I have a class with both an __iter__ and a __len__ methods. The latter uses the former to count all elements.
It works like the following:
class A:
def __iter__(self):
print("iter")
for _ in range(5):
yield "something"
def __len__(self):
print("len")
n = 0
for _ in self:
n += 1
return n
Now if we take e.g. the length of an instance it prints len and iter, as expected:
>>> len(A())
len
iter
5
But if we call list() it calls both __iter__ and __len__:
>>> list(A())
len
iter
iter
['something', 'something', 'something', 'something', 'something']
It works as expected if we make a generator expression:
>>> list(x for x in A())
iter
['something', 'something', 'something', 'something', 'something']

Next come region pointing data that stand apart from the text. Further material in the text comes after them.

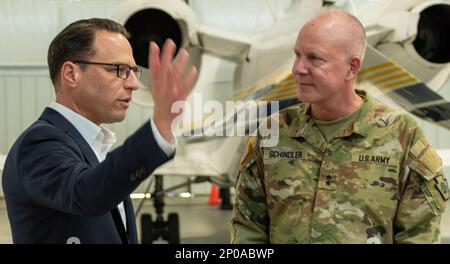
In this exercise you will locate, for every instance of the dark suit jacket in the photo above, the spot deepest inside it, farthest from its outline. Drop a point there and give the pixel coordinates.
(56, 190)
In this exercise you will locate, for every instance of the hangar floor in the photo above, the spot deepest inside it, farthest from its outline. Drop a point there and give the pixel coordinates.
(200, 223)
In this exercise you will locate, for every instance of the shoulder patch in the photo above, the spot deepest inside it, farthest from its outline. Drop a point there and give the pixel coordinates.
(429, 163)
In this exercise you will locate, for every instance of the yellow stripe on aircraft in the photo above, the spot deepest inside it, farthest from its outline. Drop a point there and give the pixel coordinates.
(383, 73)
(392, 77)
(399, 83)
(377, 67)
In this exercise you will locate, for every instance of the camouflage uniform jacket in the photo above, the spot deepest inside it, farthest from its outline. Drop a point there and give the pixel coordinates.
(377, 181)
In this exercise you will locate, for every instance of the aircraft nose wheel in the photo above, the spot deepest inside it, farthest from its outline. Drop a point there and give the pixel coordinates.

I would assume list(A()) and list(x for x in A()) to work the same but they don’t.
Note that it appears to first call __iter__, then __len__, then loop over the iterator:
class B:
def __iter__(self):
print("iter")
def gen():
print("gen")
yield "something"
return gen()
def __len__(self):
print("len")
return 1
print(list(B()))
Output:
iter
len
gen
['something']
How can I get list() not to call __len__ so that my instance’s iterator is not consumed twice? I could define e.g. a length or size method and one would then call A().size() but that’s less pythonic.
I tried to compute the length in __iter__ and cache it so that subsequent calls to __len__ don’t need to iter again but list() calls __len__ without starting to iterate so it doesn’t work.
Note that in my case I work on very large data collections so caching all items is not an option.
__len__should be only defined for types for which it can be made idempotent. That you have a generator means that perhaps you shouldn't really have__len__.